This repository consists of a generic data pipeline that is used to ETL eJP XML dumps in S3 buckets.
Being generic, it needs to be configured for its data source, data sink, and transformations.
The sample configuration for this data pipeline can be found in sample_data_config
directory of this project
This repo is designed to run in as a containerized application in the development environment.
To run this locally, review the docker-compose.dev.override.yml
and docker-compose.yaml
files, and ensure that the different credentials files required by different data pipelines are correctly provided.
Following are the credentials that you may need to provide
- GCP's service account json key (mandatory for all data pipelines)
- AWS credentials
To run the whole test on the application:
make build-dev end2end-test
To run tests excluding the end to end tests:
make build-dev test-exclude-e2e
To run the pipeline (which uses a state file):
make data-hub-pipelines-run-ejp-xml-pipeline
To set up the development environment:
# initial setup
make dev-venv
# update dependencies
make dev-install
To run the test:
make dev-test
To run the pipeline (which uses a state file):
make dev-run-ejp-xml-pipeline
To clear the state:
make dev-clear-state
ejp_xml_pipeline
package consist of the packages and libraries and functions needed to run the pipeline.tests
contains the tests run on this implementation.
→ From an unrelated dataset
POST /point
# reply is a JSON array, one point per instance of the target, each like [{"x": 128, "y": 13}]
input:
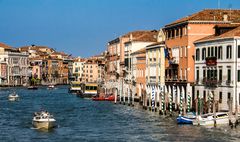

These include these types- unit tests
- end to end tests
sample_data_config
folder contains the sample configurations for the data pipeline
This runs on Jenkins and follows the standard approaches used by the eLife Data Team
for CI/CD.
Note that as part of the CI/CD, another Jenkins pipeline is always triggered whenever there is a commit to the develop branch. The latest commit reference to a develop
branch is passed on as a parameter to this Jenkins pipeline to be triggered.